This should be a snap for anyone who’s done it before…

I’m trying to set up a self-hosted WCF service using NetTcpBinding. I got a trial SSL certificate from Thawte and successfully installed that in my IIS store, and I think I’ve got it correctly set up in the service – at least it doesn’t exception out on me!

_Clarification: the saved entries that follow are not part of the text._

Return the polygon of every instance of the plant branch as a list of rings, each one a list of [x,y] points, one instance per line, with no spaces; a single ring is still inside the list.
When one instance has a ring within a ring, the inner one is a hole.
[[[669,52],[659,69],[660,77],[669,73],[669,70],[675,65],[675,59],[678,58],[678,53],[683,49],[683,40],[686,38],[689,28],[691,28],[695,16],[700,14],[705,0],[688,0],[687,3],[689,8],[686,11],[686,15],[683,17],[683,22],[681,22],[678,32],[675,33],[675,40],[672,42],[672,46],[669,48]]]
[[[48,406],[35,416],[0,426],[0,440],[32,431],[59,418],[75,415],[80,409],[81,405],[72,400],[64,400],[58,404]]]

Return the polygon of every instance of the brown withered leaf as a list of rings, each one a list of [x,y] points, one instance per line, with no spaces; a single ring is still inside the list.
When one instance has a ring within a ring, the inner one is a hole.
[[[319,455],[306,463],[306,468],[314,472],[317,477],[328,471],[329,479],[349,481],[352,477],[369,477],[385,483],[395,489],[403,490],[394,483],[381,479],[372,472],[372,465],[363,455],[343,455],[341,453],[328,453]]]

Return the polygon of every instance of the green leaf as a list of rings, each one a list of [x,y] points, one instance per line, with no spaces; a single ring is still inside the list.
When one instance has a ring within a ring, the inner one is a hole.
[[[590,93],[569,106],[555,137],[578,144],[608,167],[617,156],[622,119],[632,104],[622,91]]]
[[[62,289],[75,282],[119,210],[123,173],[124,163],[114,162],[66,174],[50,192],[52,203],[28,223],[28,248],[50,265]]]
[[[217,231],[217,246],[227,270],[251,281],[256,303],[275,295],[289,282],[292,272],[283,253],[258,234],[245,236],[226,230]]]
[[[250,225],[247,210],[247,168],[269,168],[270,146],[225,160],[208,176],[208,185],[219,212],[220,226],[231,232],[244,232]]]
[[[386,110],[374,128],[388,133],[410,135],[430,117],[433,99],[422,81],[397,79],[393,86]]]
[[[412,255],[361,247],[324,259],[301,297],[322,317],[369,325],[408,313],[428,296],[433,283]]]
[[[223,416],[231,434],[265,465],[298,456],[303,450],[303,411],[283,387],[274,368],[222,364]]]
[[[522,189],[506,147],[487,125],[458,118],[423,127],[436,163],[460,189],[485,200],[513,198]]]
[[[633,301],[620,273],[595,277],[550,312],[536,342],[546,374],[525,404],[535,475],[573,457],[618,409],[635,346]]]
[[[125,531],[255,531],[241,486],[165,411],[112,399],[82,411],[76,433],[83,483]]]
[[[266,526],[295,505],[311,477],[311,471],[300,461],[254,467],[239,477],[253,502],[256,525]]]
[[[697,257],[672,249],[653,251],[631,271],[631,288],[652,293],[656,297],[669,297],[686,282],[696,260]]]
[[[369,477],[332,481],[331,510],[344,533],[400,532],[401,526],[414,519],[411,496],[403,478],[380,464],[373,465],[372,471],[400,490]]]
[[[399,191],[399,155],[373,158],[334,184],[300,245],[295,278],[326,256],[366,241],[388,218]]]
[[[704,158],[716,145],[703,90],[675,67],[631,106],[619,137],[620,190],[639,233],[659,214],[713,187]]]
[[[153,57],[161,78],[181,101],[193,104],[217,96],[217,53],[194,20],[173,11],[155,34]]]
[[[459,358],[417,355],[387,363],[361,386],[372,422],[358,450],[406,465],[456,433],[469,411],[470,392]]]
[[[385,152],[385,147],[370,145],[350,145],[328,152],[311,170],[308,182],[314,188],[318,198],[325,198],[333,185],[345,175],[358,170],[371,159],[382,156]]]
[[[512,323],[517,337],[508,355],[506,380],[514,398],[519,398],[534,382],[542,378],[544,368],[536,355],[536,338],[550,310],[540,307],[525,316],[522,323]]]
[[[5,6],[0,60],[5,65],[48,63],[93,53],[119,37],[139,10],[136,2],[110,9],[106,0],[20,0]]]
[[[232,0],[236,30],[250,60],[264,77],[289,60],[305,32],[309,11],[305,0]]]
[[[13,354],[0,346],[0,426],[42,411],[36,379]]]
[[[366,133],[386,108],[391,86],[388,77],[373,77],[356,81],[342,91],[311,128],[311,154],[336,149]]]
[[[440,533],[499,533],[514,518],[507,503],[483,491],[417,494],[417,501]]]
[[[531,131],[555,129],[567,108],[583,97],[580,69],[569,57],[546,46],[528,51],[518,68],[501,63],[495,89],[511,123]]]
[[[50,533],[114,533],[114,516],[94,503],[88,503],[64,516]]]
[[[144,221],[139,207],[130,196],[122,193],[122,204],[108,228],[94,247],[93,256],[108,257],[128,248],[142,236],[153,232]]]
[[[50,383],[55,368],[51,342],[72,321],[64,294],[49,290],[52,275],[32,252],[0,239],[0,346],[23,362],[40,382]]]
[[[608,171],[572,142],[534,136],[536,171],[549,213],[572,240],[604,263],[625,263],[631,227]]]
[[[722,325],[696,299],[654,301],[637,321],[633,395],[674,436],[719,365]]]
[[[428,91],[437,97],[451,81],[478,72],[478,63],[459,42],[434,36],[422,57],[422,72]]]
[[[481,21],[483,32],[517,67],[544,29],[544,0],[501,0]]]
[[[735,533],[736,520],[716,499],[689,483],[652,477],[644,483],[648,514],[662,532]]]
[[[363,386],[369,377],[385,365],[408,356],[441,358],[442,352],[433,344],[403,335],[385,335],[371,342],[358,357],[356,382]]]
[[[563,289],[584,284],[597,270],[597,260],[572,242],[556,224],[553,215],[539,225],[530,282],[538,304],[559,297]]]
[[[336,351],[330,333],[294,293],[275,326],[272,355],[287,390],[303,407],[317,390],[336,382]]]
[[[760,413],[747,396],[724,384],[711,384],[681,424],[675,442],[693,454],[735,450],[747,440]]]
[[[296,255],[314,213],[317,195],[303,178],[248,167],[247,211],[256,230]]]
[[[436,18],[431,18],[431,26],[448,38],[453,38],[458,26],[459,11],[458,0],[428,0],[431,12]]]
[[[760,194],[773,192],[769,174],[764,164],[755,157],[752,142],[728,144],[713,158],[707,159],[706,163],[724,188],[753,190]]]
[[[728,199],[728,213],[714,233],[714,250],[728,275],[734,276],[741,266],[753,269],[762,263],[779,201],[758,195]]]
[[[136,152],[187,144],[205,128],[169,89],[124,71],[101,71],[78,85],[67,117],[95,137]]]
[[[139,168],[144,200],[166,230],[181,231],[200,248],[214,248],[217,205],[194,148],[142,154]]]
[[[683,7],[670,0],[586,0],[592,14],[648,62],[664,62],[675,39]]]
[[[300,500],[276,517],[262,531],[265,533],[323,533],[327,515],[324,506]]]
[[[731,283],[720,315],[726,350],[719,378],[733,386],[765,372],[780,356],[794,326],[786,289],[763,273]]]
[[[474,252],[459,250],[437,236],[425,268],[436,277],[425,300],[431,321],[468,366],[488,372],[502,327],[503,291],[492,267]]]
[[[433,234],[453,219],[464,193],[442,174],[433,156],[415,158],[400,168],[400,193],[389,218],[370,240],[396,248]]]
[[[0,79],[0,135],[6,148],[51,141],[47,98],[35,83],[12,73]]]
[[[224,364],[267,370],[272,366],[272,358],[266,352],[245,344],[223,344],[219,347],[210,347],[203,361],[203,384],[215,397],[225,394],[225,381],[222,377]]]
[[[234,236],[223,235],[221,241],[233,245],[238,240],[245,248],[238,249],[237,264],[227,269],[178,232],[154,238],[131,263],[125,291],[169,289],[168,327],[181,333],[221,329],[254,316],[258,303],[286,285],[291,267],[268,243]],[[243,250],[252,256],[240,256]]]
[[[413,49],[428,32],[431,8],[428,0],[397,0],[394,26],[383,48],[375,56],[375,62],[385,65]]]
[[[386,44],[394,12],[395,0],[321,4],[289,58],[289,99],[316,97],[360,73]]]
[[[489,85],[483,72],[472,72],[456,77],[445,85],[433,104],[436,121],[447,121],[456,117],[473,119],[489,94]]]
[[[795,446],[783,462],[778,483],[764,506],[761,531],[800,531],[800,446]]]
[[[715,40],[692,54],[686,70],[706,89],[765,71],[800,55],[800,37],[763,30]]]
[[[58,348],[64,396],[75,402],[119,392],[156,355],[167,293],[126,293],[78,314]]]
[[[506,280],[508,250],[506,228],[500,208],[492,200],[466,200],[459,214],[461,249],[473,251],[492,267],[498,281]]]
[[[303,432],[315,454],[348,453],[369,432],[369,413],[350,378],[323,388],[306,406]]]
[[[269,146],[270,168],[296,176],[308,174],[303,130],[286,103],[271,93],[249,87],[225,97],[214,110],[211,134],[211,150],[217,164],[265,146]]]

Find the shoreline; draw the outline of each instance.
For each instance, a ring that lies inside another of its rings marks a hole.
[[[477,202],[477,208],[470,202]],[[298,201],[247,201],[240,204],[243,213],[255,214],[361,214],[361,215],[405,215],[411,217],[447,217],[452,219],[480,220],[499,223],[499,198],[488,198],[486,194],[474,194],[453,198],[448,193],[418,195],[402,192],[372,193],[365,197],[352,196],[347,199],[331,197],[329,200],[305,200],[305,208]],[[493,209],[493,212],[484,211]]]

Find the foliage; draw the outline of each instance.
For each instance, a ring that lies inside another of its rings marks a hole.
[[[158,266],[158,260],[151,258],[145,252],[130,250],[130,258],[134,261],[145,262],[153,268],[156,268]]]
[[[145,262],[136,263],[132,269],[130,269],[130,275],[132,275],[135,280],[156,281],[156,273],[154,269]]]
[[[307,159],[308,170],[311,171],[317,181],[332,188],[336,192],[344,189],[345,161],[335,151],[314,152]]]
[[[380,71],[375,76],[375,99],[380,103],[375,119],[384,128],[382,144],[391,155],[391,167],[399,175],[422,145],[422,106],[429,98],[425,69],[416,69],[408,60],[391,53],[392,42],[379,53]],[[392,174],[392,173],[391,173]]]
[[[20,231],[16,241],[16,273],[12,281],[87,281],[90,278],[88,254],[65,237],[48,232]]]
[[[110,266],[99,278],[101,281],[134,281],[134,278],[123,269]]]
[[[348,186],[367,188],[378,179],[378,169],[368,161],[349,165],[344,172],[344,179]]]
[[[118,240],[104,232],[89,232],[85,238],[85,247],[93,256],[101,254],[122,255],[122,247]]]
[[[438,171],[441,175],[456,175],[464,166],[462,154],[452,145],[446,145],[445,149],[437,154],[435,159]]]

Now, I’m trying to connect the client (this is still all on my dev machine), and it’s giving me an error, “Message = “The X.509 certificate CN=ssl.mydomain.com, OU=For Test Purposes Only. No assurances., OU=IT, O=My Company, L=My Town, S=None, C=IL chain building failed. The certificate that was used has a trust chain that cannot be verified. Replace the certificate or change the certificateValidationMode. A certificate chain processed, but terminated in a root certificate which is not trusted by the trust provider.”

Ooookeeeey… now what?

Client code (I want to do this in code, not app.config):

var baseAddress = "localhost";
var factory = new DuplexChannelFactory<IMyWCFService>(new InstanceContext(SiteServer.Instance));
factory.Endpoint.Address = new EndpointAddress("net.tcp://{0}:8000/".Fmt(baseAddress));
var binding = new NetTcpBinding(SecurityMode.Message);
binding.Security.Message.ClientCredentialType = MessageCredentialType.UserName;
factory.Endpoint.Binding = binding;
var u = factory.Credentials.UserName;
u.UserName = userName;
u.Password = password;
return factory.CreateChannel()

Added Bounty
I’ve just got myself a new trial certificate from Thawte, installed it with the “issued to” set to mydomain.com, and I’m still getting the error above. I’m a newbie to web security, so I’ll need detailed instructions how to get a client to connect to my website and accepting the security certificate. (BTW, what does “No assurances” mean?)